Dugaan tersebut diperkuat dengan dengan hasil visum yang menyatakan ada luka di kepala korban yang diduga akibat dipukul dengan menggunakan batu. Selain itu terdapat luka pada organ vital atau area genital korban. Saat ini, polisi telah mengantongi nama tersangka dan sedang dalam tahap pencarian.
Karena itu, Yohana memberi apresiasi atas langkah kepolisian yang bergerak cepat mengusut kasus ini. “Kementerian PPPA siap membantu jika diperlukan bantuan dalam hal pendampingan ataupun pengawalan penyelesaian kasus. Hendaknya pelaku diberikan sanksi seberat-beratnya, kebiri saja!” tegas Menteri Yohana.

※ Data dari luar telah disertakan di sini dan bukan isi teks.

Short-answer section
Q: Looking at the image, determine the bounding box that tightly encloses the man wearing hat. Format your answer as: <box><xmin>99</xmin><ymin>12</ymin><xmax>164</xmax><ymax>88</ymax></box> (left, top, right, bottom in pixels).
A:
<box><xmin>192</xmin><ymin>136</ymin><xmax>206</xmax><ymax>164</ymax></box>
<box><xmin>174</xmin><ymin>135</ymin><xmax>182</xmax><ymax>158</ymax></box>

Selanjutnya, untuk menghentikan kekerasan terhadap anak, Kementerian PPPA menghimbau agar semua masyarakat terlibat dan bekerjasama untuk melindungi setiap anak. Berbagai upaya perlu dilakukan diantaranya, memberi pemahaman mengenai seksualitas diri anak, terhadap apa yang boleh dan tidak boleh dilihat dan disentuh oleh orang lain.
Selain itu, Yohana meminta agar setiap orangtua harus mampu menjalin komunikasi yang penuh kasih sayang dengan anaknya, sehingga bila terjadi masalah terhadap anak, orangtua tahu lebih dulu.
“Kepada seluruh masyarakat, terutama komunitas yang paling kecil yaitu keluarga, untuk memiliki sensitifitas terhadap anak. Apabila ada potensi kekerasan terhadap anak disekitar kita, kita harus bergerak bersama untuk melindungi anak, karena setiap anak harus dilindungi,” ujar Yohana.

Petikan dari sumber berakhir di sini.